Opening Statement of Ranking Member Barbara Boxer
EPW Hearing on “The Importance of Enacting a New Water Resources Development Act”
February 10, 2016
(Remarks as prepared for delivery)
The drinking water emergency in Flint, Michigan, puts a spotlight on our national infrastructure challenges. The health and safety of children and families depend on safe drinking water. As we develop a new Water Resources Development Act - known as WRDA - we must address the need to invest in our aging infrastructure.
The lead poisoning of children in Flint highlights the need for a modern infrastructure system that will keep families safe from toxins such as lead in their drinking water. As parents in Flint know, there is no safe level of lead in children, and the effects of lead exposure are generally irreversible. Lead harms the developing brains and nervous systems of children and developing fetuses.
The American people have a right to expect safe, clean water when they turn on their faucets. Yet, millions of homes across America receive water from pipes that date to an era before scientists and public health professionals knew of the harm caused by lead exposure. Some major U.S. cities installed these drinking water pipes more than one hundred years ago.
In a recent New York Times article, Erik Olson, who is a former staffer on this committee and currently serves as head of the health and environment program at the Natural Resources Defense Council, said: “You think our roads and bridges aren’t being fixed? The stuff underground is just totally ignored. We’re mostly living off the investment of our parents and grandparents for our drinking water supply.”
Aging pipes is a nationwide problem, as the Detroit Free Press recently reported: “About 10 million American homes and buildings receive water from service lines that are at least partially lead, according to the Environmental Protection Agency.
The American Society of Civil Engineers gives our nation’s drinking water infrastructure a “D” and reports that “[b]y 2050, the aggregate investment needs would total more than $1.7 trillion.”
The next WRDA bill gives us an opportunity to address our aging drinking water infrastructure. I believe the next bill should enable communities to identify the infrastructure that poses a threat to public health. With the information that is collected and analyzed, we can use existing programs, such as the State Revolving Fund and the Water Infrastructure Finance and Innovation Act (WIFIA) -- which we created in the 2014 WRDA bill -- to target investment where it is needed most.
In addition to investing in our aging drinking water infrastructure, the next WRDA bill can provide many other benefits to American families and businesses. WRDA’s projects, policies, and programs are essential components of creating jobs and keeping our economy growing.
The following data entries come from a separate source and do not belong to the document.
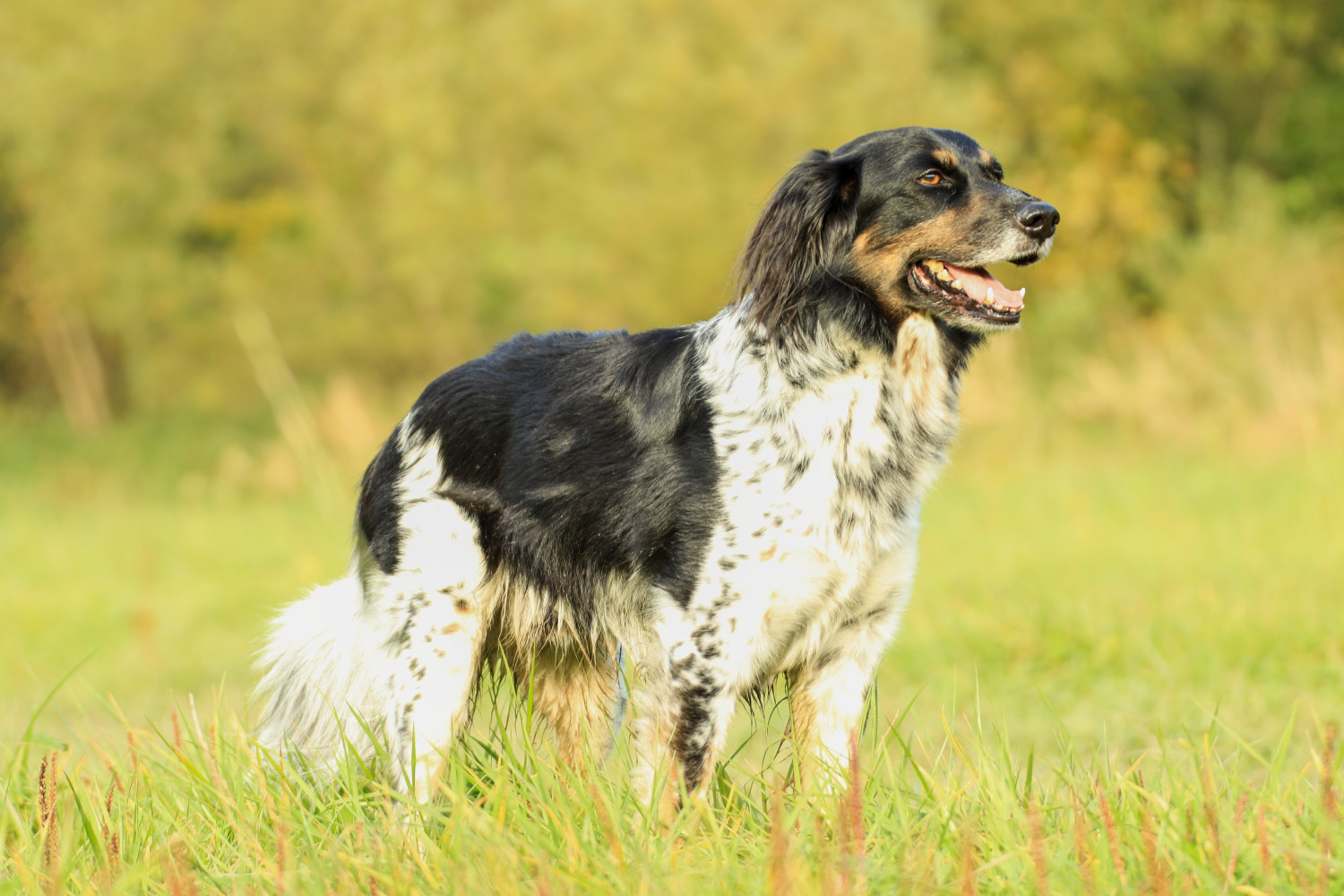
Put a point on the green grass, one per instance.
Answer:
(1098, 630)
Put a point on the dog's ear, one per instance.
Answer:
(806, 226)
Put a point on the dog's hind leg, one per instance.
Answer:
(445, 606)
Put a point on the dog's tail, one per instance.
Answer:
(324, 677)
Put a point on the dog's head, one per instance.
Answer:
(909, 218)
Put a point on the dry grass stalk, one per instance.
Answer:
(607, 828)
(1083, 849)
(779, 882)
(851, 825)
(134, 754)
(969, 863)
(110, 839)
(1262, 837)
(1236, 826)
(1328, 799)
(1112, 833)
(180, 880)
(1322, 879)
(177, 732)
(47, 818)
(1038, 847)
(1206, 783)
(1159, 883)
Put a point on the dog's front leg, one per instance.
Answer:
(685, 699)
(828, 699)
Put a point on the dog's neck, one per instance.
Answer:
(917, 360)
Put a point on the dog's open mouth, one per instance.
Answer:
(972, 290)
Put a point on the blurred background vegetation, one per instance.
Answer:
(237, 238)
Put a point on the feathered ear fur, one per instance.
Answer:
(806, 228)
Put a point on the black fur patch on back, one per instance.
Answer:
(378, 514)
(581, 455)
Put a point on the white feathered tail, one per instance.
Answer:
(324, 676)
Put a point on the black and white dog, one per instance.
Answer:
(725, 501)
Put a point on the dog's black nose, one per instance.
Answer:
(1038, 220)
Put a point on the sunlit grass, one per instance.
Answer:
(195, 807)
(1117, 675)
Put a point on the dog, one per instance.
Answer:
(725, 501)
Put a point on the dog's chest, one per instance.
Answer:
(822, 484)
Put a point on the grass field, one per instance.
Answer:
(1118, 673)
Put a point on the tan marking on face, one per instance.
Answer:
(884, 265)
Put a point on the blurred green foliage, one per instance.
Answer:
(398, 185)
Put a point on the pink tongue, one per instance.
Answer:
(978, 287)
For example, U.S. ports and waterways, many of which rely on the funding authorized in WRDA bills, moved 2.5 billion tons of goods in fiscal year 2015. And U.S. Army Corps of Engineers flood risk management projects that are authorized by WRDA prevent billions of dollars in damages every year.
In California, we continue to face some of the nation’s most critical water resources challenges.
We are facing one of the most severe droughts on record, which has forced the Governor to declare a drought State of Emergency and implement water restrictions. One way to address this challenge is to invest in new technologies that provide additional sources of water, such as recycling and desalination. This bill can provide important support for these technologies.
As we develop this bill, I also intend to focus attention on restoration of great water bodies such as the Salton Sea in California, which is facing a steep decline and poses a public health and environmental threat.
There are many other life-saving and economically important projects in California and across the country that are ready to be built following passage of WRDA.
I have been working closely with Senator Inhofe and look forward to working with my colleagues on both sides of the aisle to advance a WRDA bill early this year. I am also hopeful that we can work together to address the critical issues of aging infrastructure, including those highlighted by the Flint drinking water crisis.
I look forward to hearing from our witnesses about how WRDA can ensure progress on important projects and programs that create jobs, support commerce, and protect public safety.